Having previously explored both the Ionian Sea region and the disastrous fate of an ever-sinking Venice (Venice Against the Sea: A City Besieged, 2002), the author turns his journalistic eye toward Sicily, a “strange, magnificent, brooding island." Keahey meticulously observes the history, colorful customs and culture of Sicilians with boundless curiosity. He climbs the rickety scaffolding in capital city Palermo to capture the best view of the palazzo compound of taciturn Sicilian novelist Giuseppe di Lampedusa. He shares a stroll through a cuisine cornucopia at Vucciria marketplace and observes the region’s many unwieldy, grandiose festivals and processions honoring patron saints and Easter Week.
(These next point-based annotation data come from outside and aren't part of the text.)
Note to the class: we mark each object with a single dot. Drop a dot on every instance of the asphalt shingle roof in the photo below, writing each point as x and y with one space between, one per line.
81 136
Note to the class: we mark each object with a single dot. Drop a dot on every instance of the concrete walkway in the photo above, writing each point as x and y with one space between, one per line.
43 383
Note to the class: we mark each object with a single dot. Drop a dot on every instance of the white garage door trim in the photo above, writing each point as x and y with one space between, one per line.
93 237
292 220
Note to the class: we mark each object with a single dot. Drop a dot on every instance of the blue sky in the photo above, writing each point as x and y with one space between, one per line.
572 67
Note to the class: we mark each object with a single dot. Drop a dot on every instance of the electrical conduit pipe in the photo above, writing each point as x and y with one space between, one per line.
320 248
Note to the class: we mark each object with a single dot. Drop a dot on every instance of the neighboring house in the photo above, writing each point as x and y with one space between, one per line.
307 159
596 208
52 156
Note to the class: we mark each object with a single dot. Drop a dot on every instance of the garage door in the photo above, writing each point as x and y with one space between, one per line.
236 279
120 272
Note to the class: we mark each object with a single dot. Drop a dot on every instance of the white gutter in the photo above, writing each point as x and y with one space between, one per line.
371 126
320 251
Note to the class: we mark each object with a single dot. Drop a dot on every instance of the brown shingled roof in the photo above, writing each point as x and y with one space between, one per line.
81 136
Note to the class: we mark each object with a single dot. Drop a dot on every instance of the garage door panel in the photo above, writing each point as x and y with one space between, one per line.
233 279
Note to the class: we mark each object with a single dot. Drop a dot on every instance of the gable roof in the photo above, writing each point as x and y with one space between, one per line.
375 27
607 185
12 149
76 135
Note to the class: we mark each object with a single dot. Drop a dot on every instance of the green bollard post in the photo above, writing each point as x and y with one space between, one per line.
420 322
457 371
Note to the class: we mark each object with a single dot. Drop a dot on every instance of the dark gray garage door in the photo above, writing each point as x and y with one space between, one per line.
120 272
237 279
After illuminating the island’s varying economic strata, Keahey retraces the fascinating history of village squares once used for public burnings and the restoration of a local prison. Some of his sightseeing is informally guided by indigenous “Siciliani,” an assemblage of prideful natives whose characteristics the author describes with the same spirited deliberation as chapters on myths, food, native dialects and the histrionics of the Sicilian Mafiosi. In a superbly sensory chapter, Keahey marvels at variations in Sicilian cuisine with mouthwatering descriptions flooding the pages of this lush travelogue.
With extensive details and a fond admiration of its people, Keahey effectively articulates why the people of this charming island “are Sicilians before they are Italians, and why no amount of time under the control of Rome will ever change that.”